How document enrichment works - Amazon Q Business

How document enrichment works

To understand and use document enrichments, you should be familiar with the key Amazon Q Business concepts that this topic outlines.

Document enrichment concepts

Amazon Q Business extracts document attributes from any document that you ingest into an Amazon Q index. Document attributes or structural metadata can include document title, document type, and time and date created. You can map document attributes to fields in an Amazon Q Business index to better structure your data for retrieval and chat. For more information, see Document attributes and types and Filtering using document attributes.

Note

Although document attributes and index fields are distinct concepts, in practice they’re used interchangeably because their values overlap and they structurally correspond to each other. That is, document attributes == document metadata == index fields.

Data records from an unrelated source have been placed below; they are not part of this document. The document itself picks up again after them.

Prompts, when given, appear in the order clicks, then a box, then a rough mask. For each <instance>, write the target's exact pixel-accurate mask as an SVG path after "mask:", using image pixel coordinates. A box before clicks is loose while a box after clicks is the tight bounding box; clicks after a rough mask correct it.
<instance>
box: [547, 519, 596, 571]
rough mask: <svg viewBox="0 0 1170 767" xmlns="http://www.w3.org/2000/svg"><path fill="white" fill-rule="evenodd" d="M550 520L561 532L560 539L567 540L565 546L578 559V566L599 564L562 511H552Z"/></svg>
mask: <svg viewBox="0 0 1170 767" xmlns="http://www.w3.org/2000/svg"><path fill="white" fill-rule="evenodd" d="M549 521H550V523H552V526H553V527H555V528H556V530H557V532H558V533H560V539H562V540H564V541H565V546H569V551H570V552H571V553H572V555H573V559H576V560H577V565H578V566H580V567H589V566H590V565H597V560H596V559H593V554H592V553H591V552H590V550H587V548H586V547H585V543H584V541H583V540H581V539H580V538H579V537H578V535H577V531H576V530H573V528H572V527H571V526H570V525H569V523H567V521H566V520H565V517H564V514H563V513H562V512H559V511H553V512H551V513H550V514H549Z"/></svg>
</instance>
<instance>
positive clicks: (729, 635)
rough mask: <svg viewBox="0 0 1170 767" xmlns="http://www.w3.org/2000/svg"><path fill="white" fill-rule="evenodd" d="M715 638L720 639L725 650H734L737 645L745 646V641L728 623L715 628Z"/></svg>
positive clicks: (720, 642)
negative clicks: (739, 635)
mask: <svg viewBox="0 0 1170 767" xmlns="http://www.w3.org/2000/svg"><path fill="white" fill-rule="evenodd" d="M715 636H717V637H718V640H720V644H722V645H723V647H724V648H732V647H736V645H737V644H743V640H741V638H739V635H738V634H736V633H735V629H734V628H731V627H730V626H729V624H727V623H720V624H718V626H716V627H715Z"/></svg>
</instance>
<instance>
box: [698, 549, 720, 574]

Document enrichment process overview

The overall process of document enrichment is as follows:

  • You configure document enrichment when you create or update your Amazon Q Business data source, or add or upload your documents directly into Amazon Q Business index. The exact process for configuration depends on the methods you choose:

    • If you use the API and want to configure document enrichment for a data source connector, you use the CreateDataSource and UpdateDataSource operations to provide your configuration details.

    • If you use the API and choose to directly upload documents into your index using the BatchPutDocument operation, you must configure document enrichment with each request.

    • If you use the console, can only configure document enrichment for a data source connected to your Amazon Q Business application environment. You select Document enrichments under Enhancements from the left navigation pane and configure enrichments. You can choose to use both configuration options or either one. You can also choose whether you want to apply your configuration to the original pre-extraction data or to the structured post-extraction data.

  • After you configure and activate your document enrichment configuration, you can use inline configuration or basic logic to alter your data. For more information, see Using basic operations.

  • If you chose to configure advanced data manipulation by using a Lambda function, Amazon Q Business applies the configured function (depending on what you’ve chosen) to either your original pre-extraction data or your structured post-extraction data. For more information, see Using Lambda functions.

  • Finally, your altered and enriched documents are ingested into your Amazon Q Business index.

If a configuration isn't valid during any point in this process, Amazon Q returns an error.